Klasztor Sióstr Franciszkanek

Kategoria:

Najlepszy budynek użyteczności publicznej

Adres realizacji

Kościelna 11, 46-081 Dobrzeń Wielki

Autor

PORT, Józef Franczok, Marcin Kolanus

Inwestor

Prowincja Polska Zgromadzenia Sióstr Pielęgniarek Trzeciego Zakonu Regularnego św.Franciszka

Powierzchnia użytkowa (m²)

1874

Kubatura (m³)

7086

Data projektu (rok)

2018

Data realizacji (rok)

2019

Opis autorski (max. 1800 znaków)

U podstaw założeń projektowych przy pracy nad budynkiem Klasztoru dla Sióstr Franciszkanek Szpitalnych w Dobrzeniu Wielkim leżała wiara, iż architektura oprócz odpowiadania na wszystkie pragmatyczne potrzeby człowieka oddziałuje jednocześnie na jego emocje i ducha. Odpowiednia przestrzeń architektoniczna może pomagać w introspekcji, kontemplacji, modlitwie, wspomagać duchowe i emocjonalne życie, wspomagać poszukiwania i dążenia człowieka.
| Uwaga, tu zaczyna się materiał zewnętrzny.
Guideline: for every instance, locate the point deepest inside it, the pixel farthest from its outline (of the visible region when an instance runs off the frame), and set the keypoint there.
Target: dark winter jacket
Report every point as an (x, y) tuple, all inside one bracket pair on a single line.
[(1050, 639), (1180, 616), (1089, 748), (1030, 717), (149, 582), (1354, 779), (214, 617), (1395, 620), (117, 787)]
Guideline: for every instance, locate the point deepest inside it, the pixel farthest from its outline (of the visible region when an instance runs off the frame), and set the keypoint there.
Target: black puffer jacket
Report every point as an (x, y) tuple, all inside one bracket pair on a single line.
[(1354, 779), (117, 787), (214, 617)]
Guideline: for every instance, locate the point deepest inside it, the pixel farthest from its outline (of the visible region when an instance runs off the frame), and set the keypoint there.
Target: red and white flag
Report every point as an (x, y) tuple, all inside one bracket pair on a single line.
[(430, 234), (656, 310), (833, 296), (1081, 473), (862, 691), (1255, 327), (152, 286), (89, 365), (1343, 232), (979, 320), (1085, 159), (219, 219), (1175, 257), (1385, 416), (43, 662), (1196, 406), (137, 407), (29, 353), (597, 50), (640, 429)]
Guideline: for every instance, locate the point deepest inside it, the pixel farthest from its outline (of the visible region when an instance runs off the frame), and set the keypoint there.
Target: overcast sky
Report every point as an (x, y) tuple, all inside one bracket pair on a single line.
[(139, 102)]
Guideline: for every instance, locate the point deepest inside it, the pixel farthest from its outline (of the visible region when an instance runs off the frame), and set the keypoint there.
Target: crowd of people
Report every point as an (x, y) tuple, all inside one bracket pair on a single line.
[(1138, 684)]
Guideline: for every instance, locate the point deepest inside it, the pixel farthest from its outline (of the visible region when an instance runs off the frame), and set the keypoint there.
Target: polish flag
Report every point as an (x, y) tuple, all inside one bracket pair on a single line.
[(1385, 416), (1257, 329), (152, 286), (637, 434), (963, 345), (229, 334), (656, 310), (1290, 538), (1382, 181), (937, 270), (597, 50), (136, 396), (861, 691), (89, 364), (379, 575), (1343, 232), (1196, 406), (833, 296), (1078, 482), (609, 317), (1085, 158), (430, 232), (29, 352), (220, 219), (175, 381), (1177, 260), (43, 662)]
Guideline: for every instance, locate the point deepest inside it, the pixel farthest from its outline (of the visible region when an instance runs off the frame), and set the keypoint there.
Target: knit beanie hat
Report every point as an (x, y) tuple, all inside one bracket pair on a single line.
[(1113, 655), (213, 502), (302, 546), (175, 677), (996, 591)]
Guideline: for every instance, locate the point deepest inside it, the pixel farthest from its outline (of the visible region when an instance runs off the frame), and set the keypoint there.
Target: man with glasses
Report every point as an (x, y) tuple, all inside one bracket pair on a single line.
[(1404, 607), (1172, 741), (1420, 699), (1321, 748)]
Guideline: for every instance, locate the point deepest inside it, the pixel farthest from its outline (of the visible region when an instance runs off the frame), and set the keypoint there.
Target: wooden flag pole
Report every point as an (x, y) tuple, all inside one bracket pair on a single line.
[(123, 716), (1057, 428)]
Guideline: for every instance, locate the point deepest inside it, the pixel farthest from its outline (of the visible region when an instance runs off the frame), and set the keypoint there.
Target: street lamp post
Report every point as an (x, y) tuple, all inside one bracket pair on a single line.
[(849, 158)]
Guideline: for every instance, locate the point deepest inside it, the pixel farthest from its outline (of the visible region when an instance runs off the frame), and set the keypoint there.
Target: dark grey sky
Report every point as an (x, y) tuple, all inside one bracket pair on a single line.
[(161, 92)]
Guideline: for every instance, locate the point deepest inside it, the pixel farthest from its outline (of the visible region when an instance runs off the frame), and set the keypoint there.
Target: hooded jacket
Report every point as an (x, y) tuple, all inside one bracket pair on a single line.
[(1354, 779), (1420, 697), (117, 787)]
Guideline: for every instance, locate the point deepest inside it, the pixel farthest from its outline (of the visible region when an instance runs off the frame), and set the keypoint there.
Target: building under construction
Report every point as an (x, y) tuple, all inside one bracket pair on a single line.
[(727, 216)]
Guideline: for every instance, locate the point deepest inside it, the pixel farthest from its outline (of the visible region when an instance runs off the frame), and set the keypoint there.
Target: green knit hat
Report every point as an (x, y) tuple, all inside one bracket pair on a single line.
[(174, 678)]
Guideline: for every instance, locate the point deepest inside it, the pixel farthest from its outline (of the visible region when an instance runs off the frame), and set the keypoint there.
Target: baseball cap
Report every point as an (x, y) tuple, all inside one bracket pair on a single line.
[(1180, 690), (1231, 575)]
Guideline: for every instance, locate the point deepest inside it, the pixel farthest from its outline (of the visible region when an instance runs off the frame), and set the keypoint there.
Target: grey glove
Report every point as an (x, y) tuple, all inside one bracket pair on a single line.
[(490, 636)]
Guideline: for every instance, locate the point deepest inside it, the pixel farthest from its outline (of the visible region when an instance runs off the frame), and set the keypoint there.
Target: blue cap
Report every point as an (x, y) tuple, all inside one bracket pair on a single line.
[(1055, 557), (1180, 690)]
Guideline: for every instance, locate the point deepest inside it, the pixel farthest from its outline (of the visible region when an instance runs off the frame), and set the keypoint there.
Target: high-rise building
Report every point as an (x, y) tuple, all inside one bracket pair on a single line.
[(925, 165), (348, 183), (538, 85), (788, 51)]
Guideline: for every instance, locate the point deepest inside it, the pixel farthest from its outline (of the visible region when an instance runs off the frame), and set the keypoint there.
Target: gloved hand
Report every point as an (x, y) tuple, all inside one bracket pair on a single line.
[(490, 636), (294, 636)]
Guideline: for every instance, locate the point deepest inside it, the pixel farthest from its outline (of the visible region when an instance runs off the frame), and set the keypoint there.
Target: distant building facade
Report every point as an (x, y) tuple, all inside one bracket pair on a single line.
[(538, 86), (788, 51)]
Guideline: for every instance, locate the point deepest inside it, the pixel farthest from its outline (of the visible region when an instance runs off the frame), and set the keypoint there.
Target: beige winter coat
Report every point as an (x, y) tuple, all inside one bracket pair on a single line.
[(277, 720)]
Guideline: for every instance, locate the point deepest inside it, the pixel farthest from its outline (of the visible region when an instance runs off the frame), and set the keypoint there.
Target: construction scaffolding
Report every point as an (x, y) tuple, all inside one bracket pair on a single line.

Mimo dobrobytu w którym żyjemy wielu ludzi, boryka się z brakiem czasu, zmęczeniem, przesytem rzeczy, często o niskiej jakości, nadmiarem, zbytnim skomplikowaniem współczesnego świata, brakiem relacji międzyludzkich, hałasem wizualnym i pędem, który nie pozwala się skupić i zastanowić się nad tym co rzeczywiście jest dla nas ważne. Mamy problem, aby skupić się na swoich celach, ale też nawet żeby je poznać, dotrzeć do nich. Często towarzyszy dziś ludziom poczucie masowości, braku indywidualizmu, rozczarowania. Pojawia się konsumpcjonizm i materializm mający wypełnić braki, ale nie wypełnia. Coraz częściej, aby odnaleźć sens i własną drogę świadomie decydujemy się na wyrzeczenie, kierując się słynnym „less is more” (mniej znaczy więcej) Miesa Van der Roha. Popularność zdobywa minimalizm jako sposób życia, filozofia życiowa. Nie ma ściśle określonych zasad, czy wytycznych. Jest w dużej mierze reakcją na przesyt czasów, na konsumpcjonizm, powierzchowność, bycie trybikiem w machinie. Ludzie decydują się na niego poszukując większej głębi i jakości życia. Poszukiwanie te może też wspomagać przestrzeń dając niezbędne tło, spokój, pozwalając się skupić, robiąc miejsce, stanowiąc ramę dla kontemplacji przyrody i światła. Ludzie którzy poszukują siebie albo swojej relacji z Bogiem często udają się w góry, wyruszają w morze, wpatrują się w gwiazdy. Udają się w miejsca gdzie jest mniej, aby zyskać więcej – wyżej w góry, dalej w ocean – więcej tam pustki, więcej miejsca, aby myśli i emocje, mogły płynąć.